Thursday, June 14, 2012

Young(ish), Educated, and Unemployed

The knowledge that I'm not alone in this crowded island of the unemployed is extremely cold comfort. As cold as the air conditioning in the McDonald's I've taken refuge in for the next 45 minutes until my next public aid appointment.

Even though I've read about and spoken to people who have been long suffering on this island, there's nothing like the first person view from its coastline. I guess I would be considered one of those 99% Occupiers who have made the socially accepted "right choices": no kids, no live in unmarried partner, college and advanced degree holder. Yet still, I find myself riding from unemployment office appointment to food stamp office appointment chasing down information while throwing cautious glances at my gas gauge just like the other countless folks I've met while on this island. By the way, I've noticed that the higher income the area, the less public transportation services are available. There are no services in my town and the closest public aid office is approximately 10 miles away. My depleting gas tank does not appreciate that.

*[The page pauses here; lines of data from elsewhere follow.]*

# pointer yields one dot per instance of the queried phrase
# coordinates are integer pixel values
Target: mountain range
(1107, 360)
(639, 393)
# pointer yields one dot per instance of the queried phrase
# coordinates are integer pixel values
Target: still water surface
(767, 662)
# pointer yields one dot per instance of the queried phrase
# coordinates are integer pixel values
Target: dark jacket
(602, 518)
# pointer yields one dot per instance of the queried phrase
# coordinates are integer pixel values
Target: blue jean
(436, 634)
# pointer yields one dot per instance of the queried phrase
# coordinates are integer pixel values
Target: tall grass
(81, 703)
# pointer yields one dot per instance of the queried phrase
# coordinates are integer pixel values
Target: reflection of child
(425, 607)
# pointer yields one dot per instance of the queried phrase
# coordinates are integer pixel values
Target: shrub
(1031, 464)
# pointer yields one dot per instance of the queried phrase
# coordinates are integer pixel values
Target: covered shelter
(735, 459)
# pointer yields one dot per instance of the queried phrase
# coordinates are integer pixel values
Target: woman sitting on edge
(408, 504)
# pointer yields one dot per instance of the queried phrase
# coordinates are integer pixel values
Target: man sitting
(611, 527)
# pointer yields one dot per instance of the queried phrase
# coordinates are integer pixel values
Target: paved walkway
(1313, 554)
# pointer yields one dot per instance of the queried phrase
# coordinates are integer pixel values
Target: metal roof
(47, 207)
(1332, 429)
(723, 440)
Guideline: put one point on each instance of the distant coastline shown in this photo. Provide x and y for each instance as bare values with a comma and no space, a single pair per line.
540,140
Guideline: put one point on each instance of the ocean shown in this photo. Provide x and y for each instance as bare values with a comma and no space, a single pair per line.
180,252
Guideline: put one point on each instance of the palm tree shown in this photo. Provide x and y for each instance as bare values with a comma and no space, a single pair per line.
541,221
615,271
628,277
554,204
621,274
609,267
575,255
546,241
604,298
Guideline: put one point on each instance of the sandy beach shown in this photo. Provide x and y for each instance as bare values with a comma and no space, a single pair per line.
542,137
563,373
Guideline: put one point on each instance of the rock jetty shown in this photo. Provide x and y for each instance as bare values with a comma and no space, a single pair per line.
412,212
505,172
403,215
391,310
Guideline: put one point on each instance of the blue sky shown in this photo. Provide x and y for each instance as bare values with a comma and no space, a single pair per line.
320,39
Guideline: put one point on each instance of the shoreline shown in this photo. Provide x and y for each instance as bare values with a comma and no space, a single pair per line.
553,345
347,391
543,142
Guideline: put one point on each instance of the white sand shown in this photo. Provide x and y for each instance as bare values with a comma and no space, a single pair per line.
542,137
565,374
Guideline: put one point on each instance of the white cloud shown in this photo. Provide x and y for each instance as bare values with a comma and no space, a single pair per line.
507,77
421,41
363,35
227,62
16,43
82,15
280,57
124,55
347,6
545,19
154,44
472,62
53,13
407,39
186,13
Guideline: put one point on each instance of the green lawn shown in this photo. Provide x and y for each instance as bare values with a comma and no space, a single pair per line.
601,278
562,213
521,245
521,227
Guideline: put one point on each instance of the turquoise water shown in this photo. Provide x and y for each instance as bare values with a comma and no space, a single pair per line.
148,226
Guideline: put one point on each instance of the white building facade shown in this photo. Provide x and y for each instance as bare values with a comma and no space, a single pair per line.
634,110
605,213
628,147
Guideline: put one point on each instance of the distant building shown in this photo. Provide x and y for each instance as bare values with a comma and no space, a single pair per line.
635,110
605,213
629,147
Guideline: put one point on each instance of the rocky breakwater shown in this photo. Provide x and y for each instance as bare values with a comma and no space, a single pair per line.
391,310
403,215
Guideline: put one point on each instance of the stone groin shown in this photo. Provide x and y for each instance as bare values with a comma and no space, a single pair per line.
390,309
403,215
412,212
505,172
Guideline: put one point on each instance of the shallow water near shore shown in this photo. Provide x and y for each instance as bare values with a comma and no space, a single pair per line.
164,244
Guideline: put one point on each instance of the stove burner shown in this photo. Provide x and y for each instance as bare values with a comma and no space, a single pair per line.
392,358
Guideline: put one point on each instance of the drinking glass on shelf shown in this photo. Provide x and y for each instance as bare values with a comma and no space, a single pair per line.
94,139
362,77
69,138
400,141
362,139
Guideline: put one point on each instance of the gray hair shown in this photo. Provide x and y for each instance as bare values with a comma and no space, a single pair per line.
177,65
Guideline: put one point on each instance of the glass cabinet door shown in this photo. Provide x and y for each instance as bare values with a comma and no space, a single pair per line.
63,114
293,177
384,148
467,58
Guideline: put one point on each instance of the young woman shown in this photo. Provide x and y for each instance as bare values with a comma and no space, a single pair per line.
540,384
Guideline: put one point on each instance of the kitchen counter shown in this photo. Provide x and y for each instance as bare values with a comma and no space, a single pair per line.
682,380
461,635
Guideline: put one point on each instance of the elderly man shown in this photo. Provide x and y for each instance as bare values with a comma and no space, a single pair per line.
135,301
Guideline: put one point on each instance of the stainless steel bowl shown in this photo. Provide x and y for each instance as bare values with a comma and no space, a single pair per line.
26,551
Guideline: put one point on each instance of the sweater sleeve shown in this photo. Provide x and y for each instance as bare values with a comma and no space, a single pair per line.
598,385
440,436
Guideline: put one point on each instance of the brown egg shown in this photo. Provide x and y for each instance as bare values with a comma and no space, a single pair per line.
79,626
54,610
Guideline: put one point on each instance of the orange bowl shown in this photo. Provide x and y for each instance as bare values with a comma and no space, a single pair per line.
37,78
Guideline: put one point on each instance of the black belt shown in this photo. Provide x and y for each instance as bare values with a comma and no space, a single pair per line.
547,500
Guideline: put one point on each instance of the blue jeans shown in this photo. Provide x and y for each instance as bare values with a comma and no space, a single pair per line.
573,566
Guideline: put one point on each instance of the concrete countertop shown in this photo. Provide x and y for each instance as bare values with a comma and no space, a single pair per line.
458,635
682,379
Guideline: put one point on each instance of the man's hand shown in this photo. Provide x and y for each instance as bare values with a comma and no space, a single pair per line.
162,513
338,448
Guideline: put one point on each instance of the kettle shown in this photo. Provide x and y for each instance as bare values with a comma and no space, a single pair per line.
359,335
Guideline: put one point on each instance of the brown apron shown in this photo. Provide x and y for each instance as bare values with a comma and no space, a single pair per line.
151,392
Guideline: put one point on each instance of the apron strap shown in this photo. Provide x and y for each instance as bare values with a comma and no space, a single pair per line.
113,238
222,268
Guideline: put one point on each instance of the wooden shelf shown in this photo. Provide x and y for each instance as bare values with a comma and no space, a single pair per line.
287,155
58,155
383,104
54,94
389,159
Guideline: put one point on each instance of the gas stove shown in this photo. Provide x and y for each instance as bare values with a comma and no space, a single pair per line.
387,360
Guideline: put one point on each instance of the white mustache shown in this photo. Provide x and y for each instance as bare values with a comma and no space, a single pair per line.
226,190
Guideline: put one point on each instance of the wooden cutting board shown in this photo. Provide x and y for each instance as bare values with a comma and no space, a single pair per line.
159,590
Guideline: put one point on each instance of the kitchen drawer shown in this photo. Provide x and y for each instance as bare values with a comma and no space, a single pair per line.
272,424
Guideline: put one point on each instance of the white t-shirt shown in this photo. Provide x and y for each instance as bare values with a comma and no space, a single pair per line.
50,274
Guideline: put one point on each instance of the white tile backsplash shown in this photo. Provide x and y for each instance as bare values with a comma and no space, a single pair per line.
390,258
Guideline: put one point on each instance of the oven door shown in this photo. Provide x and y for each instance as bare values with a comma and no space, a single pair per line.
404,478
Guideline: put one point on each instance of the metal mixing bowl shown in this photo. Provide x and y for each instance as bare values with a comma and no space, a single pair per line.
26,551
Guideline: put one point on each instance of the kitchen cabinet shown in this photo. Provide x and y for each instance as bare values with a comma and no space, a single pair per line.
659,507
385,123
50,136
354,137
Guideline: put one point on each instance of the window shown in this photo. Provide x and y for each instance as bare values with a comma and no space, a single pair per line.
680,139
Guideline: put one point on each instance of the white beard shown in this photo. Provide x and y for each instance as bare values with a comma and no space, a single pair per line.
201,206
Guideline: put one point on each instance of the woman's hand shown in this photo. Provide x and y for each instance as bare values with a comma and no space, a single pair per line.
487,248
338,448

I suppose you can say I hit rock bottom when I found myself following up on an application I put in at the gas station around the corner from my house in my manicured middle upper income neighborhood. After all, I didn't go to college for a total of 10 years to work at a gas station! At least that's how I'm supposed to think. The reality is that a paying job is better than no job. Kind of like rationalizing that being a phone sex operator is an adventure and not really sex work, per se. Yeah, in my grad school days I came very close to that occupation.

Now, in the midst of applying for 5-15 jobs a day online, I've resigned myself to being in that not-so-new class of highly educated, socially conscious, but still shell shocked unemployed people. But because I look the part, I can stay in the air conditioned confines of any place without buying much or anything at all and will never be shooed away. I can hop in my car and drive home without delay if I can't get an appointment as fast as I'd like. I can verbally assert myself to the manager of an office public service worker calmly, displaying my education level, and will likely receive immediate service without getting escorted out by security for making a scene. So, not everyone on this island is equal...some wait in the shade drinking coconut milk while others roast in the sun fighting the urge to drink the salt water. And here is where the Occupiers failed, I think. They didn't see themselves as the same as the others in the island. There was a sense that they felt they deserved the dream while others didn't, so their suffering was a priority. Maybe that's why they were such easy targets...so marginalized...their reach and scope so short. They didn't make themselves relevant to a potential base of thousands by seeing their lot as the same.

So, because I'm conscious of these things, should I deny my own privilege on this island? Reject the same day appointment I got at the food stamp office when others have to wait days? And if not, am I just another opportunist on the island? This is what's running through my mind as I sit staring out the window, checking the status of my pay day loan store application.